Si alguien se siente atraído por las imágenes promocionales (en revistas o diarios) de La Casa de las Dagas Voladoras -no hace falta el tráiler- es porque también intuyó algo parecido hace un año, en el estreno de Hero, y probablemente sintió por primera vez esa sensación de atracción con Tigre y Dragón, la película de Ang Lee que puso las bases (y algo más, porque todavía no ha sido superada) de esta nueva forma de hacer cine marcada por un combate danzado, más coreográfico que físico, más poético que visceral, en permanente contacto con una naturaleza impecable y enmarcado en un entorno de leyendas olvidadas y atemporales para el público occidental. Lo que quiero decir es que Zhang Yimou vuelve a repetir la fórmula que tan buenos resultados le dio con su anterior trabajo (al menos entonces, porque visto lo visto Hero ya no está para revisiones) fundamentalmente en el terreno de la preciosista dirección artística, cargando al film de una (ya visitada) belleza plástica a veces deliciosa pero, a la larga, tremendamente cansina.
La película se ambienta a finales del siglo X, en una etapa de decadencia de la Dinastía Tang en la China feudal de la Edad Media. Una organización, La Casa de las Dagas Voladoras, lucha a favor de los pobres contra el emperador y sus (innumerables) hombres. En este marco de secesión se abre camino Mei (Zhang Ziyi), una muchacha ciega que lucha en el bando rebelde, y que junto a Jin (Takeshi Kaneshiro) logra escapar de los soldados de la corte una y otra vez.
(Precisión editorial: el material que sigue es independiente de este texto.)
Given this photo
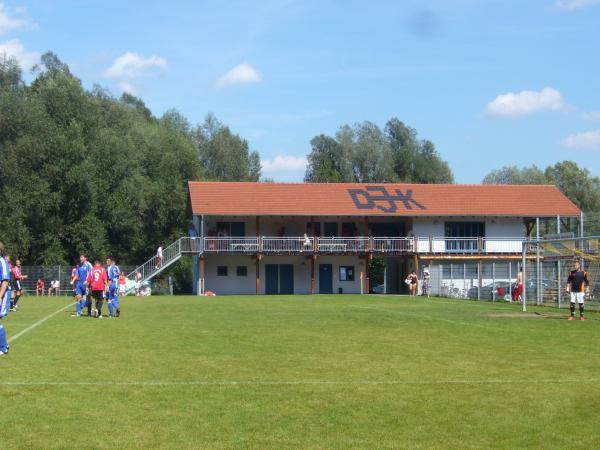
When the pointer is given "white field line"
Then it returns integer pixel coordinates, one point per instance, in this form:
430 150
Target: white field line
299 382
424 316
38 323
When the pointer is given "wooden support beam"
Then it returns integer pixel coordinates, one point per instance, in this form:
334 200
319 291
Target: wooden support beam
312 274
258 258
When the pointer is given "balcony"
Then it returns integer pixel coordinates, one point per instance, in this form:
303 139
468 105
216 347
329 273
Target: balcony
360 245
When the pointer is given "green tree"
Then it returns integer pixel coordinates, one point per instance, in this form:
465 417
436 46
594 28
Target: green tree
328 161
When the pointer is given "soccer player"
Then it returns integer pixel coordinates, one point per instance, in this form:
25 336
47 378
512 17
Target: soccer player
17 276
577 285
113 273
73 281
83 270
97 280
4 298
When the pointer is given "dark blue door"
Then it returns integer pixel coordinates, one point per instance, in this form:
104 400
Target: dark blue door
271 279
325 279
286 279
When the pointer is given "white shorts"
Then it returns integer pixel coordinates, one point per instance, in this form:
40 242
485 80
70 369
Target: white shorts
577 297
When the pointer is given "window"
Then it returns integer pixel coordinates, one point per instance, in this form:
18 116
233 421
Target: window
330 229
464 229
346 273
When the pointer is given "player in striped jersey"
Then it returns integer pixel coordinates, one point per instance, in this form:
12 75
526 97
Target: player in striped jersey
113 272
5 293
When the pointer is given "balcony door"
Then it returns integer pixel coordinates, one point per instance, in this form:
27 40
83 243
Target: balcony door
279 279
325 279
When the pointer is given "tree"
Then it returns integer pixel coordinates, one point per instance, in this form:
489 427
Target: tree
516 175
366 154
328 161
225 156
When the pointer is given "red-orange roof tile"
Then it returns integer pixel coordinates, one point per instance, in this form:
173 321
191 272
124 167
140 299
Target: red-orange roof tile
376 199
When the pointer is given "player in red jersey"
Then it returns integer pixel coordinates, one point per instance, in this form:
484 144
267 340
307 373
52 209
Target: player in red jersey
96 281
18 277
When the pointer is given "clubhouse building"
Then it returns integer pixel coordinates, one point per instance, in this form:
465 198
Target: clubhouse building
313 238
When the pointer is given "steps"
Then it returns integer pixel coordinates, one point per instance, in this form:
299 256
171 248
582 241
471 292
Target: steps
171 254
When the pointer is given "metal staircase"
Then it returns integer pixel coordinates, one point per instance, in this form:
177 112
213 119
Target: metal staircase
171 254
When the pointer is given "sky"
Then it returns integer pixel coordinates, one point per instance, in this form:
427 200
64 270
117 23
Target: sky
491 82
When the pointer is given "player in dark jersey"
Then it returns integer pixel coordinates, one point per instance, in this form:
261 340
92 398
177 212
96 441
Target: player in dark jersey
577 285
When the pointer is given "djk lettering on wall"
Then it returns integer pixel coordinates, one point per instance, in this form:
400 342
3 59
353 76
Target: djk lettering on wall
378 197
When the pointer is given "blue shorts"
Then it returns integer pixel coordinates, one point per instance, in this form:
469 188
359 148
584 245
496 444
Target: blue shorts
81 289
113 293
5 303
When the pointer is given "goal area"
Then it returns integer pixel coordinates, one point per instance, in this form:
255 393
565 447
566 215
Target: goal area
546 266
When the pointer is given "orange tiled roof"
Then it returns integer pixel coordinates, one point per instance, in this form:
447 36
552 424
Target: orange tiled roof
375 199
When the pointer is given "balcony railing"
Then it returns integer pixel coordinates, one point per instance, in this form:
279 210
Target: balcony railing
393 245
331 245
231 245
343 245
287 245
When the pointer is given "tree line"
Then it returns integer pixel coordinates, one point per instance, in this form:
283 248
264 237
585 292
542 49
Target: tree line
84 171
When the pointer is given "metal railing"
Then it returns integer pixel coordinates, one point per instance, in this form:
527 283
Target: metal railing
231 245
287 244
469 245
170 255
343 245
393 245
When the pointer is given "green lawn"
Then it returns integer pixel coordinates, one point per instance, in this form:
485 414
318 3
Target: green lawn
301 372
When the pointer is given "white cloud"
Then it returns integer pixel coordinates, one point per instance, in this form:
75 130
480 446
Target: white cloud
575 4
241 74
15 48
126 86
588 140
8 22
525 102
133 65
593 116
282 163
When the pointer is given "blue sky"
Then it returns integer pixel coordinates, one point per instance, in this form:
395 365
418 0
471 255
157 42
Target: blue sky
491 83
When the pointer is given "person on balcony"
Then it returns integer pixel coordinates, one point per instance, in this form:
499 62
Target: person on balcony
306 244
159 256
412 280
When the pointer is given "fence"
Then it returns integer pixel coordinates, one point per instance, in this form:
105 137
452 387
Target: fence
548 264
495 281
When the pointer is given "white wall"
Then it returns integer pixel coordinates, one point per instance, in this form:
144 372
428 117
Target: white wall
234 285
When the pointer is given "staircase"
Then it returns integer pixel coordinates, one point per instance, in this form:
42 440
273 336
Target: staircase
171 254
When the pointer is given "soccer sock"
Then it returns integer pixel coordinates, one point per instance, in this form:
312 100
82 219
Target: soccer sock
3 343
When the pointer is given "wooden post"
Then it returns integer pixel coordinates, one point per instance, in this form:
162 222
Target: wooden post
202 276
312 274
367 277
258 257
314 233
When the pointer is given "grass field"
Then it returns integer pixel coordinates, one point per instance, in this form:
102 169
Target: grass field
300 372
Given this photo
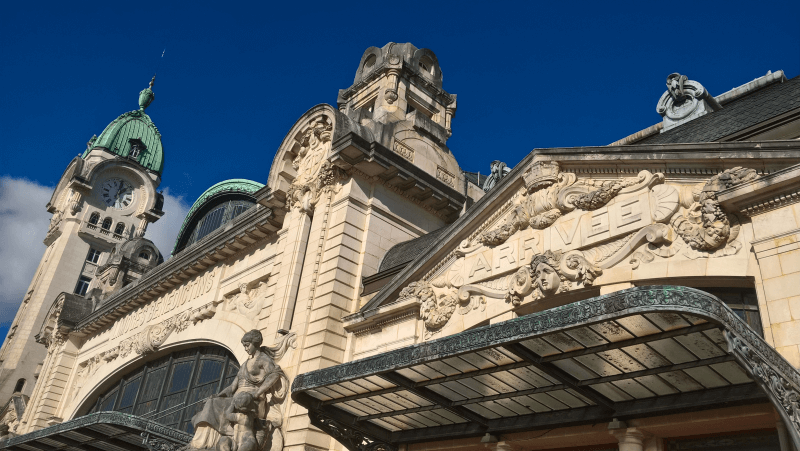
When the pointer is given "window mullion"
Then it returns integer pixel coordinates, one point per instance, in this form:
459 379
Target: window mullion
141 388
167 375
224 374
189 387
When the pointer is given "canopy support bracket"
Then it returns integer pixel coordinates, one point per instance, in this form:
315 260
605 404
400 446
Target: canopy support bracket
782 393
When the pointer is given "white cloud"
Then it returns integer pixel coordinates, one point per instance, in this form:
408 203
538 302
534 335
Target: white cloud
164 232
23 226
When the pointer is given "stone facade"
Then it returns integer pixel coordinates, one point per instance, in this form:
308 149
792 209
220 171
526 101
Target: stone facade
350 183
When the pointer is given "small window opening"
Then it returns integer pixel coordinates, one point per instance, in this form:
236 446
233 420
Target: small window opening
137 146
369 64
83 285
93 255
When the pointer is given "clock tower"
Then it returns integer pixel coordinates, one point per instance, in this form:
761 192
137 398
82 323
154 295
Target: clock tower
105 199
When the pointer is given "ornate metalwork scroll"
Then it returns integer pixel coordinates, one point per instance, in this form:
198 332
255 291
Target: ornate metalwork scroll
352 439
777 377
782 393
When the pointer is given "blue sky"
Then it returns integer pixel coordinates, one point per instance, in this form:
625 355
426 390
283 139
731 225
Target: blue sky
235 77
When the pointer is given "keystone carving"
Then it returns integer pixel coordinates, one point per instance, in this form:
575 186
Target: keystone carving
551 273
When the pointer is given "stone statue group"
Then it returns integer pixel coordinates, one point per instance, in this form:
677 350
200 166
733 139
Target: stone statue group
247 415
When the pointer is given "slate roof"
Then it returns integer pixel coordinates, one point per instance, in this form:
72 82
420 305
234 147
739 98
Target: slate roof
409 250
737 115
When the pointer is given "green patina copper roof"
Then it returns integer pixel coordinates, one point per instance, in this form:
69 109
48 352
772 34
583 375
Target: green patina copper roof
227 186
134 125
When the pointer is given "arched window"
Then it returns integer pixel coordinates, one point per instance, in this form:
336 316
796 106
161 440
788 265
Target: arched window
369 64
172 389
218 217
426 64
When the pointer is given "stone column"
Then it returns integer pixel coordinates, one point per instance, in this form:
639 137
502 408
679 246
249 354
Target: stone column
293 251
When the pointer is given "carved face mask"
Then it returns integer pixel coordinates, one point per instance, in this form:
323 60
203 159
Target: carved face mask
547 278
249 347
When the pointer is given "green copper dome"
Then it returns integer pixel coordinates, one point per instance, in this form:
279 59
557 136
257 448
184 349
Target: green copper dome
134 135
236 193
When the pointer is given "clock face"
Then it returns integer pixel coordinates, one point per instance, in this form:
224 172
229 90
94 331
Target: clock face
117 193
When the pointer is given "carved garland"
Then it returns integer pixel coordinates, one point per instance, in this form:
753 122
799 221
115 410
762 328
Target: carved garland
315 174
145 342
701 230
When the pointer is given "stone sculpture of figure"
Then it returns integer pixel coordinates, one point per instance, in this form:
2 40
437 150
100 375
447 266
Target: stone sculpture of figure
247 415
242 413
675 86
499 170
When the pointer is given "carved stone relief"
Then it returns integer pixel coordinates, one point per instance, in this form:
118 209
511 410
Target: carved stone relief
248 301
560 232
404 151
315 174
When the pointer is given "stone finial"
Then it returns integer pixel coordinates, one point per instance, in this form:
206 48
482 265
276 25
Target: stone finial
541 174
498 171
683 101
146 96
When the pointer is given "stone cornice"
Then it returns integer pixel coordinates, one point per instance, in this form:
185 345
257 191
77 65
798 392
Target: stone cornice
248 228
476 215
657 153
764 194
582 159
361 322
351 151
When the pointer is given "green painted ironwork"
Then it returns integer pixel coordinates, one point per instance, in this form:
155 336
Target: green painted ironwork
226 186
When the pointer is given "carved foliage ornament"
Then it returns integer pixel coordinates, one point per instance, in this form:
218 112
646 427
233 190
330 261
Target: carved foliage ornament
248 301
551 194
315 174
701 230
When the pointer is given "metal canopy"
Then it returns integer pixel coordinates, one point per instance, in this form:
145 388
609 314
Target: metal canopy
102 431
639 352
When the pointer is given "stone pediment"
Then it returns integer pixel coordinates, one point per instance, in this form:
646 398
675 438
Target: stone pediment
559 225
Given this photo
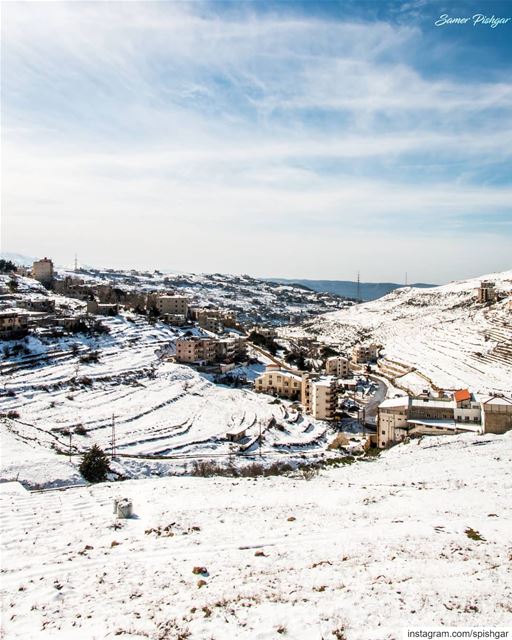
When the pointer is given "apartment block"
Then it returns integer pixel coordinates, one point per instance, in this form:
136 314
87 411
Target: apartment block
337 366
424 415
42 270
319 396
279 382
362 353
12 323
486 292
173 305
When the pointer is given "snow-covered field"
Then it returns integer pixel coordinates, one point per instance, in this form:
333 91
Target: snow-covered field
159 408
441 331
417 537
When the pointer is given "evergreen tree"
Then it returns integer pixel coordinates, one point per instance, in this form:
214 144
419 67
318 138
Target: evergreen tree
94 466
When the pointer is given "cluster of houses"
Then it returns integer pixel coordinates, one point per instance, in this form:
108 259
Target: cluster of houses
401 417
319 393
103 299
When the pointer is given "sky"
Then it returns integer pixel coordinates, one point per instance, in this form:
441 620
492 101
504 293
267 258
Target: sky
287 139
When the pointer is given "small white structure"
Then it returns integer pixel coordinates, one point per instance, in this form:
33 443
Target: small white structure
123 507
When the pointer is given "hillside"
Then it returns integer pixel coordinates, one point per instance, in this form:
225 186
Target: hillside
417 537
441 332
349 288
253 300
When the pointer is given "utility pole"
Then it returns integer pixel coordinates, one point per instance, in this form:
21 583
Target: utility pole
113 447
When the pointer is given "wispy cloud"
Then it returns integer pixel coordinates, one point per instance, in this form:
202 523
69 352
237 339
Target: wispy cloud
130 126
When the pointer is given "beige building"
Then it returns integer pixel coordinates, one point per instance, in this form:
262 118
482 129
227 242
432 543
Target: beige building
12 322
486 292
174 305
98 309
424 415
319 396
337 366
42 270
196 350
279 382
362 353
497 414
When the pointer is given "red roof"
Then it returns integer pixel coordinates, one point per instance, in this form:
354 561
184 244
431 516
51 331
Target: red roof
461 395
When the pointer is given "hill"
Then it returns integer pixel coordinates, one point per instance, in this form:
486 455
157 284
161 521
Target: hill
349 289
416 538
441 333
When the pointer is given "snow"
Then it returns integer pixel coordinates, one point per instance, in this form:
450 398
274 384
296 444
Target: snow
159 408
361 551
440 333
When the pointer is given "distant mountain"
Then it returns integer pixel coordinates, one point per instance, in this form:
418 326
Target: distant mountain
348 288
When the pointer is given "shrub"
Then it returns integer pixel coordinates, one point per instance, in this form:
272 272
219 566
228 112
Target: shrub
94 466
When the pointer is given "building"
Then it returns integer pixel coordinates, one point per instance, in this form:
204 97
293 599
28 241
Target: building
172 305
337 366
362 353
486 292
98 309
175 319
236 435
279 382
497 414
12 324
213 320
196 350
46 305
424 415
319 396
42 270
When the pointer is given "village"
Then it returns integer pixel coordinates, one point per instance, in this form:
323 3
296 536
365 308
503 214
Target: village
347 386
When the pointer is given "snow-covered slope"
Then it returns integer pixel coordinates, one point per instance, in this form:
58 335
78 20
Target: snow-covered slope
441 331
418 537
76 386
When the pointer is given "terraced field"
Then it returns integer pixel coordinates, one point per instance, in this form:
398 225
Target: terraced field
159 409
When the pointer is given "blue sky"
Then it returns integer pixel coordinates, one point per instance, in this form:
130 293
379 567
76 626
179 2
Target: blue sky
300 139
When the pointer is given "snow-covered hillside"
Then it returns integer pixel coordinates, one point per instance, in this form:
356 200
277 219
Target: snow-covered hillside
441 331
252 299
417 537
76 386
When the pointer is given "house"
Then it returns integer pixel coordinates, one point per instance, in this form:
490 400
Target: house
425 415
319 396
213 320
98 309
279 382
235 435
42 270
486 292
362 353
196 350
175 319
173 305
337 366
46 305
12 324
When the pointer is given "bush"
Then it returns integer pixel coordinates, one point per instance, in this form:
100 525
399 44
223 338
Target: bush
94 466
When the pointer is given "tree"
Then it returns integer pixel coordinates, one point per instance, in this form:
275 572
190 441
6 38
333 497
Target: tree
6 266
94 466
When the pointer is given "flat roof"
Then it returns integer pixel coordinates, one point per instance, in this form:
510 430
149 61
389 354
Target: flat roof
402 401
448 424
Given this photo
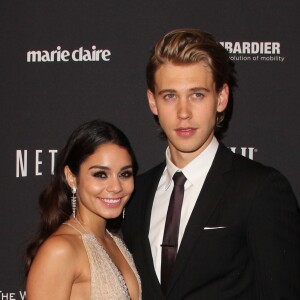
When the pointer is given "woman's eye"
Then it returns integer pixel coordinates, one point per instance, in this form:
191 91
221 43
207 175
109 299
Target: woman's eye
100 174
126 174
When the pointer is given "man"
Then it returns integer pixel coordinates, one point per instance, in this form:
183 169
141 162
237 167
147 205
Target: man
239 228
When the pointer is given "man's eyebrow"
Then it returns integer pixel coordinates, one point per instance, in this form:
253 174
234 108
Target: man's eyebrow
196 89
166 91
193 89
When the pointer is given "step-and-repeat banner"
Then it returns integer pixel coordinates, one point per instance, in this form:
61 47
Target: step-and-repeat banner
66 62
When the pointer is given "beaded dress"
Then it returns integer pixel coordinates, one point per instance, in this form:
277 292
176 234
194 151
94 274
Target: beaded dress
107 281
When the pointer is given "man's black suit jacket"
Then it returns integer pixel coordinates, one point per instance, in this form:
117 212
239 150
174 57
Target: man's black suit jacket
255 256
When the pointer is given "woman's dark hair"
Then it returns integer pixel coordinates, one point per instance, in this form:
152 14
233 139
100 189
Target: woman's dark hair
54 201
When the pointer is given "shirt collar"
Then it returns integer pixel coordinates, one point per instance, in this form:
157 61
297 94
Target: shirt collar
195 169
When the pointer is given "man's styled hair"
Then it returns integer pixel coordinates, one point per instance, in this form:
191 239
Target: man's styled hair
186 46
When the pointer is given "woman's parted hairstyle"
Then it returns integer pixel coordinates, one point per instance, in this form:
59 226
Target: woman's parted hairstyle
186 46
54 201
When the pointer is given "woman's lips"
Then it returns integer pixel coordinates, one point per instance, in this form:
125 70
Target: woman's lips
111 202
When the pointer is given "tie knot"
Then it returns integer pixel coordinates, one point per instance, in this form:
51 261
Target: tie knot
179 178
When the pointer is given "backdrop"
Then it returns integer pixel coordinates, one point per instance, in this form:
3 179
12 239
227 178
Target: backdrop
67 62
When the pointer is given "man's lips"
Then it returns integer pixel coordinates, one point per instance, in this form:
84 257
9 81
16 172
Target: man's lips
185 131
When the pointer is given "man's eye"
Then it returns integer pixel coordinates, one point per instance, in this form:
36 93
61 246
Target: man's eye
126 174
169 96
100 174
198 95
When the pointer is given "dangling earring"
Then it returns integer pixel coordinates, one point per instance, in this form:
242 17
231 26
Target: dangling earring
73 201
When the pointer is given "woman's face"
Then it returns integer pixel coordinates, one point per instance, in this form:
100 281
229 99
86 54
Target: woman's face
105 182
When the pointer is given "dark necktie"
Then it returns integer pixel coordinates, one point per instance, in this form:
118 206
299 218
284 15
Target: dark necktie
170 240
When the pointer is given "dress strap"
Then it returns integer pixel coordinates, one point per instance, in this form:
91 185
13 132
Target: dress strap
76 229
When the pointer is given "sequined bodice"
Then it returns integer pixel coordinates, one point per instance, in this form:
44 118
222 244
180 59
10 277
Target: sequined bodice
107 281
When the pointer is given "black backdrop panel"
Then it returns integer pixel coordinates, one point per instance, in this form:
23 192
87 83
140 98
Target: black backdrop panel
42 102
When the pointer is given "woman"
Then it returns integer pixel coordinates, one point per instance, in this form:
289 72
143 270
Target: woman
74 255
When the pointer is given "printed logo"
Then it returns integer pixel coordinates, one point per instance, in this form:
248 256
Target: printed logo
33 161
13 295
22 162
77 55
245 151
254 51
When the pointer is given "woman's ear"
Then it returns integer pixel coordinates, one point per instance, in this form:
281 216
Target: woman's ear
70 177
Tampoco puedo contar mucho más a riesgo de despedazar las múltiples sorpresas argumentales que propone Yimou a lo largo de los alargados 119 minutos que dura La Casa de las Dagas Voladoras; sólo comentar que se trata de una historia de amor a tres bandas, y que nuevamente la traición juega un papel importante en el devenir de los personajes.
Por lo demás tenemos un sinfín de luchas con dagas, espadas, arcos o a base de bambú, siempre dentro de una coreografía agradable a la vista, pero que debe buena parte de sus ideas formales a Matrix y Tigre y Dragón, adoptando siempre más de lo que desprende. La película se queda entonces entre la imagen contemplativa y lírica de la poesía de esa Edad de Oro de los Tang y el tedio de la repetición continua de lo mismo con ínfimas variantes. No salimos muy contentos, pero sabíamos de antemano lo que nos esperaba.